Vaulted Verification is a protocol that addresses privacy concerns for a mobile/remote environment by allowing a user to be remotely identified without their template being transmitted when verification takes place. The main idea behind Vaulted Verification is to split the enrollment template into parts, create artificial chaff, and force the client to chose between matching pairs of the real and the chaff. During the verification phase, the server presents the client with a real block and a matching chaff block in a random order. The client must decide the order of the blocks in order to return the correct response to the server. The correct response given to the server includes sending a hash of the function derived from the ordered bitstring and other information. After all the blocks have been sent and responses given, the server then evaluates the response and a decision is made. As with most biometric verification systems, Vaulted Verification is based on the stability of the biometric that it is utilizing.

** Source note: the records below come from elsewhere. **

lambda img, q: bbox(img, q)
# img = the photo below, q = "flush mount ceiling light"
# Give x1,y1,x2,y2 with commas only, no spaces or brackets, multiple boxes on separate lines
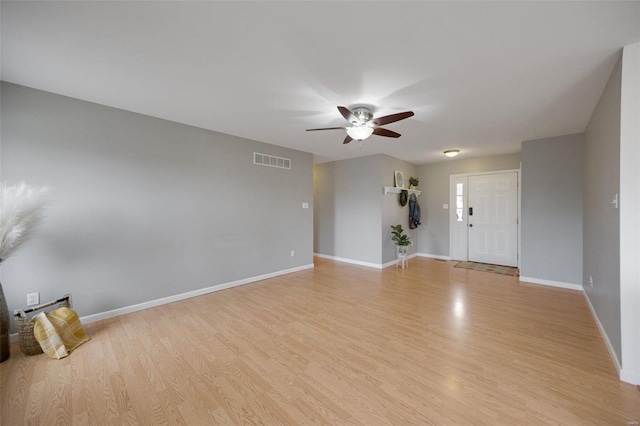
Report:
346,126,374,141
444,149,460,157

Because of this, there is an inherent invariability in the creation of the template. The templates created must use an ever-increasing amount of permutations, encryption-, obfuscations, etc to remain secure. With this research, we use the variability of speech to increase the complexity without adding additional computational steps.

Vaulted Verification as originally purposed does not work with voice; it is limited face and iris data. By changing perspective on how the templates are generated, and the challenge-response is implemented, this research shows that there exists a structure by which voice can be authenticated in the same spirit as Vaulted Verification did with face and iris. Furthermore, the challenge-response protocol is generalized; first for voice, and then to be independent of a specific biometric identifier all together. For further enhancement of the security, discriminative capabilities and the flexibility of this protocol, speech recognition text dependent and text independent modeling are integrated. The user is not only identified by what they say when answering the challengeresponse questions and the way they sound when speaking certain words, but also by how their voice sounds overall at certain times. This enhances the difficulty for an attacker trying to gain access.

This research also explores key exchange via challenge-response between remote parties using biometric identifiers, such as voice, to verify the identity of the parties during the exchange.

The major contributions of this research include: adaptation of Vaulted Verification to voice, extension of the challenge-response protocol to include different types of challenges, mixing text-dependent and text-independent models into a protocol to enhance the overall robustness of speaker verification, creation of an index-based challenge-response protocol in which no biometric data leaves the remote device, a privacy-enhanced biometrically authenticated remote key exchange protocol, and a security and privacy evaluation of these technologies using a newly created dataset.